Roads have stories: World Day of Remembrance for Road Traffic Victims
18 November 2018
Every 6 minutes someone dies on the roads of the WHO European Region – 230 people each day, 83 000 people every year. Road trauma kills more people aged 5–14 than any other cause and is the second leading cause of death for those aged 15–29, and every death is just the tip of the iceberg with millions more people non-fatally injured to various severities, many with life-long consequences.
This year marks the 25th anniversary of World Day of Remembrance for Road Traffic Victims (WDoR), which is held on the third Sunday of November each year. It provides a solemn opportunity to reflect on those who have been lost or irreversibly impacted by road trauma and to put the human side of road safety forward. Who we remember on this day also goes far beyond those killed or injured – road trauma devastates families, friends and communities.

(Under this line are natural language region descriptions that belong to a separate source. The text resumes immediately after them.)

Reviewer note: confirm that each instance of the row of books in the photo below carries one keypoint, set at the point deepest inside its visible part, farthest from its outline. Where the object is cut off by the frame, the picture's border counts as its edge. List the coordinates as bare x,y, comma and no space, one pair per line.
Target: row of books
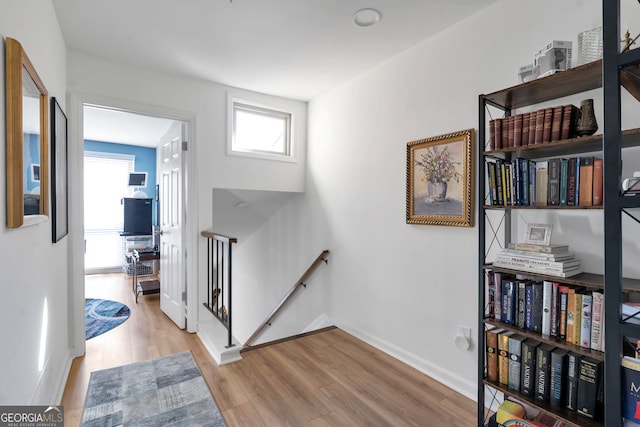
576,181
537,127
567,313
561,264
547,373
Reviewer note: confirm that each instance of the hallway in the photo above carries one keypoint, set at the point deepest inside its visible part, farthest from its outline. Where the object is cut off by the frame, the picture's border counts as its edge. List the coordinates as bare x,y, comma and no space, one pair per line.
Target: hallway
323,379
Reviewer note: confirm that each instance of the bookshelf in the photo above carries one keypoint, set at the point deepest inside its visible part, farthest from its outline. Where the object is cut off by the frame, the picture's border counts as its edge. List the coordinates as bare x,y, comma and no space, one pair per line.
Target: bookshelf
614,71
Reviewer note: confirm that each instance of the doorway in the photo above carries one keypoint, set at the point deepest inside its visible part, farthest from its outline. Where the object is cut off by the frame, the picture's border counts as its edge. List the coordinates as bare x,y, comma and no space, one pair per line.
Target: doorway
119,144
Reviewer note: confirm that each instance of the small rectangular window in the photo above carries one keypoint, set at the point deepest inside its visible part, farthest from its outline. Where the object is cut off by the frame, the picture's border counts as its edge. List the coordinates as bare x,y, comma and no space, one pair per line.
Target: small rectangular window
259,130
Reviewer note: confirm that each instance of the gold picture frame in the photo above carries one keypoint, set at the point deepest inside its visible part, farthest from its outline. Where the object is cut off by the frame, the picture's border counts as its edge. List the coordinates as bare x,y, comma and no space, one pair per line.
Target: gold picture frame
440,180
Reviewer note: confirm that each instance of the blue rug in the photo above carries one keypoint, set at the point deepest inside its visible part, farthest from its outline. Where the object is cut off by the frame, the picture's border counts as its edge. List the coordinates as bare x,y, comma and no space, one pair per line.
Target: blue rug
102,315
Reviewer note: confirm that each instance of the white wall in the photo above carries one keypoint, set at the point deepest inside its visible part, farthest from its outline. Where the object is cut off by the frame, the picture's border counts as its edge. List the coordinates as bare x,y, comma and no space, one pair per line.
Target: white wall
34,271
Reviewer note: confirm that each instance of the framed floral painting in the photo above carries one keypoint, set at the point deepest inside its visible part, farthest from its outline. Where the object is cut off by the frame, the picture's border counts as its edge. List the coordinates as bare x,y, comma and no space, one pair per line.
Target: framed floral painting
440,180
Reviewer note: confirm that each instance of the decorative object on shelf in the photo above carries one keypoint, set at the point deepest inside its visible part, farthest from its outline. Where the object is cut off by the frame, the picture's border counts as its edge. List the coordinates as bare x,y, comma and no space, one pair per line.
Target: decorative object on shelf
587,124
440,180
554,57
538,234
527,73
590,45
627,41
59,174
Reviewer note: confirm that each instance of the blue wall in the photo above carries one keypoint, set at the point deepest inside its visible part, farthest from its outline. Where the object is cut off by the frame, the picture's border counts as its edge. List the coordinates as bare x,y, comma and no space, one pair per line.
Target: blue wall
145,161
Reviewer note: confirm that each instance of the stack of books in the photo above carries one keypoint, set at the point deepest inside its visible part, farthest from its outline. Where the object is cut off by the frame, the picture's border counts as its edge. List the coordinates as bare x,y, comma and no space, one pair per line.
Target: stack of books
552,260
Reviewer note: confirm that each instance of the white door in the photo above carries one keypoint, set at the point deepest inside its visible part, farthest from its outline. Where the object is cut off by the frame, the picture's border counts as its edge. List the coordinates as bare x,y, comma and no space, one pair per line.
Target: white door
172,277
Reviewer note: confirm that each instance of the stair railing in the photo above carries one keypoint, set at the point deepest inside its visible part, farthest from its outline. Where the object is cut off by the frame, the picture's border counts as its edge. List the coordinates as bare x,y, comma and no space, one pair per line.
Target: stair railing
219,263
301,282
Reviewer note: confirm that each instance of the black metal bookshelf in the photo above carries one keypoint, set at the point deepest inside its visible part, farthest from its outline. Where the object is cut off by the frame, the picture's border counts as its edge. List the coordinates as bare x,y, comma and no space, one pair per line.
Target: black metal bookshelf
614,71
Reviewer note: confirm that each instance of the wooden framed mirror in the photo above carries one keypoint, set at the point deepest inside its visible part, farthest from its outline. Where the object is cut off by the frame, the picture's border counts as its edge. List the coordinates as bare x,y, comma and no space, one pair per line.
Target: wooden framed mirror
27,139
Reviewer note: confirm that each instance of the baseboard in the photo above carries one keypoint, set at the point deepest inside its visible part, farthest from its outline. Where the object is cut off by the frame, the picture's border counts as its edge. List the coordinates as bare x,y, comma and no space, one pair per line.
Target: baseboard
448,378
61,384
49,389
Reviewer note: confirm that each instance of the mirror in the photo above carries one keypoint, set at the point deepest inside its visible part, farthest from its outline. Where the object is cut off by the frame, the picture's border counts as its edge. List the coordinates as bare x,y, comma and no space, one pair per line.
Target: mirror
27,139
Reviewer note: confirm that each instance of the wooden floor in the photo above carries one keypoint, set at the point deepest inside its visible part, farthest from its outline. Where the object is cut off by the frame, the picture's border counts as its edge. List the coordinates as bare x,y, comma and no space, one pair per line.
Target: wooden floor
324,379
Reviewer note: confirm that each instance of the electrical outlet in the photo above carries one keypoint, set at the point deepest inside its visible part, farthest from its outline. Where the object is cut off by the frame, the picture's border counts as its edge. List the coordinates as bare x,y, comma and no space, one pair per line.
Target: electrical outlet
465,331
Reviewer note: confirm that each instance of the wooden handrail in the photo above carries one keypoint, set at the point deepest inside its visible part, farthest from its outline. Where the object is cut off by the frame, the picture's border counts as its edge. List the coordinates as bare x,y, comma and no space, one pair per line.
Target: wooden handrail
301,282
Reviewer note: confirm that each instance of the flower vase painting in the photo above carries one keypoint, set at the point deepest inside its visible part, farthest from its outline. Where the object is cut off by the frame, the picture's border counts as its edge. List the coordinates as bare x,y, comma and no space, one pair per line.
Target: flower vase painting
440,180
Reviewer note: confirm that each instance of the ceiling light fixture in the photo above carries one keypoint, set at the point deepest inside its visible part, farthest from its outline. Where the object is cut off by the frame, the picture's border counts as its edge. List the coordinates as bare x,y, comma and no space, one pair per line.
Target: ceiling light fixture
367,17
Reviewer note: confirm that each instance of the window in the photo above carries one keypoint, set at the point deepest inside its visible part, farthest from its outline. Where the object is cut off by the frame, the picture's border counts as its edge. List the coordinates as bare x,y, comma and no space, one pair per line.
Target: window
260,131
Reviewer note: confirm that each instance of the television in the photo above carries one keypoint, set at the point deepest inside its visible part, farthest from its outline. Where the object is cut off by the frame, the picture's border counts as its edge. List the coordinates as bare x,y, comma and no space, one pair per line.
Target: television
138,179
137,217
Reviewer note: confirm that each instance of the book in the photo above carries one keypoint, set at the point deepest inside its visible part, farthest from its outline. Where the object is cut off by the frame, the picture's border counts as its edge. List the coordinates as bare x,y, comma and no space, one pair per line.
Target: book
577,320
528,306
554,309
547,290
564,170
528,365
543,371
573,365
536,307
597,320
541,183
499,170
492,353
585,190
532,128
569,117
492,134
516,261
491,295
576,195
508,301
563,302
526,182
510,130
546,124
560,256
585,329
493,189
539,130
630,389
515,366
503,357
571,312
589,377
517,130
571,181
598,190
497,278
553,182
498,134
556,124
548,272
542,249
557,391
521,291
526,117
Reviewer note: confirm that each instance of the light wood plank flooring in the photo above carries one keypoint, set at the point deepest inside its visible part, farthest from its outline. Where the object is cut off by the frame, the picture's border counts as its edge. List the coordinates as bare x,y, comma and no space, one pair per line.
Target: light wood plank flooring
324,379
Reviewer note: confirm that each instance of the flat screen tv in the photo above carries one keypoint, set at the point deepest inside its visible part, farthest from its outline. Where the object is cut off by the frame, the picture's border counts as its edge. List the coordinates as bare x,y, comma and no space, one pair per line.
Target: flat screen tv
138,179
137,217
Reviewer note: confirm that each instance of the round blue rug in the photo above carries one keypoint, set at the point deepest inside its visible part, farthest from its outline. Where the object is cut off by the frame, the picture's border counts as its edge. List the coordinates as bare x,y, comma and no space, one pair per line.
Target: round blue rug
102,315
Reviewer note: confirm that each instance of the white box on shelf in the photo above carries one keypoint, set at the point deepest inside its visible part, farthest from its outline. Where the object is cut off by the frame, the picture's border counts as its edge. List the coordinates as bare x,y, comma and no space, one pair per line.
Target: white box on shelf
554,57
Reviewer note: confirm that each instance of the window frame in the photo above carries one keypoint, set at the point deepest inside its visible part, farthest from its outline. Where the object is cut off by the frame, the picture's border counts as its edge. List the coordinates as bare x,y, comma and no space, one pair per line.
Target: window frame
268,110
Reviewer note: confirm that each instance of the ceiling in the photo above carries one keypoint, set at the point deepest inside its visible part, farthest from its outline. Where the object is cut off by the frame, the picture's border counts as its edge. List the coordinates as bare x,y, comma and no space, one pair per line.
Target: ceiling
296,49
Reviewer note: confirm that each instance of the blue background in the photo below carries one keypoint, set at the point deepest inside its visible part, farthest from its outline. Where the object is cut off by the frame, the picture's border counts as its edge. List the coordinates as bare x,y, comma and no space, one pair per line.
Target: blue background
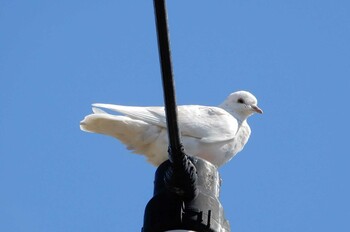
58,57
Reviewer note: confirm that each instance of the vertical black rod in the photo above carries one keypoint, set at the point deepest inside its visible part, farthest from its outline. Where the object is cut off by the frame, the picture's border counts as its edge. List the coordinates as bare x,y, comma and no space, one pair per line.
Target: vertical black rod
167,75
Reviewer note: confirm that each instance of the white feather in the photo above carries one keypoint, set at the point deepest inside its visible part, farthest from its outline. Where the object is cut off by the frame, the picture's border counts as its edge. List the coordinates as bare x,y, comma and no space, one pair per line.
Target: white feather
212,133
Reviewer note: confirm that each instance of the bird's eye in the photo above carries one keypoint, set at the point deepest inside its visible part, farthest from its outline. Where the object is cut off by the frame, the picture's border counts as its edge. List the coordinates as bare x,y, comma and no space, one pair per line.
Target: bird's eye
240,100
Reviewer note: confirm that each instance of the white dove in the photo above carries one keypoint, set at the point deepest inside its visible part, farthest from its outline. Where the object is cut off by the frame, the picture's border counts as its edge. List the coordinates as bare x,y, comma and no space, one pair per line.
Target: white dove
215,134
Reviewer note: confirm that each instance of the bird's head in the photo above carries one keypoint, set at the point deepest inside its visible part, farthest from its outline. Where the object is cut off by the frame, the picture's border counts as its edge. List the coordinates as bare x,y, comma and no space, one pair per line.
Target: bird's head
241,104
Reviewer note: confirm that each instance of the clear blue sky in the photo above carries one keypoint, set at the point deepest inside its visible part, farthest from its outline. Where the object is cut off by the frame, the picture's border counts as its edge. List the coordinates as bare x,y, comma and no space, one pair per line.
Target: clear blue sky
58,57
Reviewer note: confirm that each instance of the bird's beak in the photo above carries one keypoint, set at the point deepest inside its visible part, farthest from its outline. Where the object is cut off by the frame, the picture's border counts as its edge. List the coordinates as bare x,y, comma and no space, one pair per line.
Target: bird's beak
257,109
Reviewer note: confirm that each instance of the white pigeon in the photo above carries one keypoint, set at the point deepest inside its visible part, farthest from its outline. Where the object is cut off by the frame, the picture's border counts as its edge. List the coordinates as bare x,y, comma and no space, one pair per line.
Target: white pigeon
215,134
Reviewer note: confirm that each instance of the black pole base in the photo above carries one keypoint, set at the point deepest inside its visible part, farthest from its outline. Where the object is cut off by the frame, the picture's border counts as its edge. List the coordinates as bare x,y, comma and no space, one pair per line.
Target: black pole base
169,211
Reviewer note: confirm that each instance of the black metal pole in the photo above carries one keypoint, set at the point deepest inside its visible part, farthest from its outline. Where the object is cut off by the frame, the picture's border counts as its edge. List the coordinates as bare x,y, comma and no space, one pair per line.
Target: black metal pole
186,190
167,76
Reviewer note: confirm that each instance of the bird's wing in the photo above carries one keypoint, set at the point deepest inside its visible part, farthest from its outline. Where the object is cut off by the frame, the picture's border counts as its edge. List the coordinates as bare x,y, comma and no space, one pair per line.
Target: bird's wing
137,135
152,115
208,124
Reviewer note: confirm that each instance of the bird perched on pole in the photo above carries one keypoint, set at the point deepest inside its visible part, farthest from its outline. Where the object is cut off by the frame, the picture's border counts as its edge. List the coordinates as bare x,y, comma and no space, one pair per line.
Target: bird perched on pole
215,134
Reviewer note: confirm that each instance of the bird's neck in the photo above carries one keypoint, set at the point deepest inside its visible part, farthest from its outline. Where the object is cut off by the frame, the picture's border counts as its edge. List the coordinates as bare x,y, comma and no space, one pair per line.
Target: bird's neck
240,117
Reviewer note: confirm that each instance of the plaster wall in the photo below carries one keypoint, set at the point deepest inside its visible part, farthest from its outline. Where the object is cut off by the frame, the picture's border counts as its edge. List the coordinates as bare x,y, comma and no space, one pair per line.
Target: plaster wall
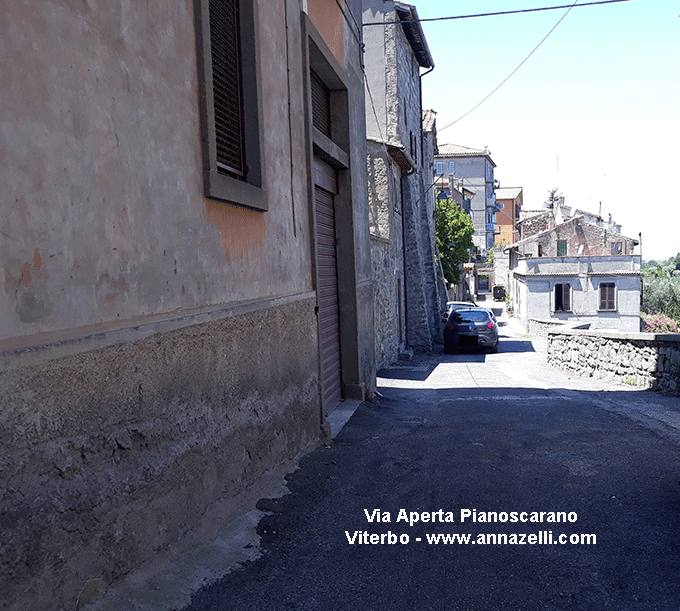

The theme for WDoR in 2018 is “Roads have stories”, highlighting that roads are more than just physical connections from point A to point B, that they are also final resting places for so many lives cut short. Road infrastructure, so crucial to national development and economic strengthening, can contribute to the road safety problem or its solution.
Countries, governments, road safety agencies, communities, families and individuals across the Region will be commemorating this day in many different ways: with public vigils and candle-lit gatherings, with tears and promises that these tragedies never befall another loved one, and with actions. Some will be public, many more will be private.
An International Road Safety Conference, to be held on 19 November 2018 and hosted by the Government of Malta and WHO, will use international experience to identify national objectives to be prioritized to save lives on Malta’s roads. This is one of many activities being organized around the Region and around the world.
Recognizing its public health and international development priority, road safety is a key target under the Sustainable Development Goals (SDGs), with a 50% reduction in road traffic fatalities called for by 2020.